The core technical challenge in DR is Inpainting: plausibly filling the region previously occupied by the target object. While 2D image inpainting has advanced significantly with diffusion models [6], applying these frame-by-frame in AR fails. As the user moves the camera, independent 2D predictions lack 3D geometric consistency, resulting in the “shower curtain effect.” This issue of maintaining consistency over time is critical; as noted by Song et al. in their work on Temporal-ID [3], robust identity and texture preservation across long sequences requires adaptive memory mechanisms. We apply a similar philosophy here, treating the background texture as a persistent identity that must remain stable across varying viewpoints.

Furthermore, for DR to be viable in headsets, it must be low-latency. Song et al. demonstrated in their context-aware AR framework [1] that minimizing rendering latency is paramount for user immersion in smart glasses. Clean-Splat adopts this context-aware constraint, optimizing our pipeline to update the scene graph dynamically without stalling the rendering thread.

Recent 3D approaches using Neural Radiance Fields (NeRF) [7] offer geometric consistency but suffer from excruciatingly slow inference times. To address this, we present Clean-Splat, utilizing 3D Gaussian Splatting (3DGS) [5] combined with generative priors.

Our contributions are:

1.: A real-time Diminished Reality pipeline utilizing 3D Gaussian Splatting for artifact-free object removal.
2.: A Multi-View Inpainting Strategy that uses Stable Diffusion to generate background guesses from key angles.
3.: A dynamic mask refinement technique that handles imperfect segmentation boundaries.

2. Related Work

2.1. Video Inpainting (2D)

Traditional video inpainting relies on optical flow [11]. Deep learning approaches like LaMa [9] can hallucinate textures, but lack 3D understanding.

2.2. NeRF-Based Inpainting (3D)

Works like InpaintNeRF360 [10] use perceptual losses to train NeRFs on masked images.
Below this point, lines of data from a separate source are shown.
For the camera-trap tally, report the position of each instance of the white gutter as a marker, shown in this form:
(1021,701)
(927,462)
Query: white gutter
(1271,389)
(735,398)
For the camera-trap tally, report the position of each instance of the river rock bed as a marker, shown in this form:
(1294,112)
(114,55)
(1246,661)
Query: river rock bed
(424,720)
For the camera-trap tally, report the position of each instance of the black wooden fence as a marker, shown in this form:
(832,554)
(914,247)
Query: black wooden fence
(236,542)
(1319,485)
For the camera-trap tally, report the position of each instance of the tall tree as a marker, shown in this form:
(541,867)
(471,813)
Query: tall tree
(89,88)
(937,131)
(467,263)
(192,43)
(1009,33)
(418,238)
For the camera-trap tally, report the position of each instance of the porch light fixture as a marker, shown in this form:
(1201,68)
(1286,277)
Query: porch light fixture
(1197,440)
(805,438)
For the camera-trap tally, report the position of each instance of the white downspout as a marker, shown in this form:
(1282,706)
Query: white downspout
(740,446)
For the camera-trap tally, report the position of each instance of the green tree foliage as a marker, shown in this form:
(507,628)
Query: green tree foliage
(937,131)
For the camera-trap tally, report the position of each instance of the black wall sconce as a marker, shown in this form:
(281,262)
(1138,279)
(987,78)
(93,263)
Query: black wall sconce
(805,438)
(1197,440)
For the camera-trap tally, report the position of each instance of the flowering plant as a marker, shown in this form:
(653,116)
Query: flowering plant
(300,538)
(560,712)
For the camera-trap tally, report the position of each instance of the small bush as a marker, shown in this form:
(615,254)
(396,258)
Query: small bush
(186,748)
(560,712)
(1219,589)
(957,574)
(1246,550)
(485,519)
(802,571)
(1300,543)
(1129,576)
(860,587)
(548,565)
While visually high-fidelity, the implicit nature of NeRFs restricts their rendering speed to

< 5

FPS.

2.3. 3D Gaussian Splatting and Editing

3DGS represents scenes as explicit point clouds, enabling rasterization speeds of 100+ FPS.

Recent work by Kang et al. on robust localized Gaussian editing [2] established that explicitly manipulating Gaussian primitives (moving, deleting, or adding them) allows for geometry-consistent edits without retraining the entire field. We build directly upon their attention-prior strategy to ensure that our newly added "background" Gaussians blend seamlessly with the existing scene geometry.

Figure 1. Clean-Splat Pipeline. (a) Live AR feed with user selecting an object. (b) SAM-2 generates a 2D mask. (c) Object Gaussians are culled based on volumetric intersection. (d) A Diffusion Model hallucinates the background from key viewpoints. (e) New Background Gaussians are optimized to fill the 3D void.

3. Methodology

Our system takes a sequence of RGB frames with camera poses (estimated via SLAM) and a user-specified object to remove. The output is a renderable 3D scene where the object is replaced by plausible background geometry.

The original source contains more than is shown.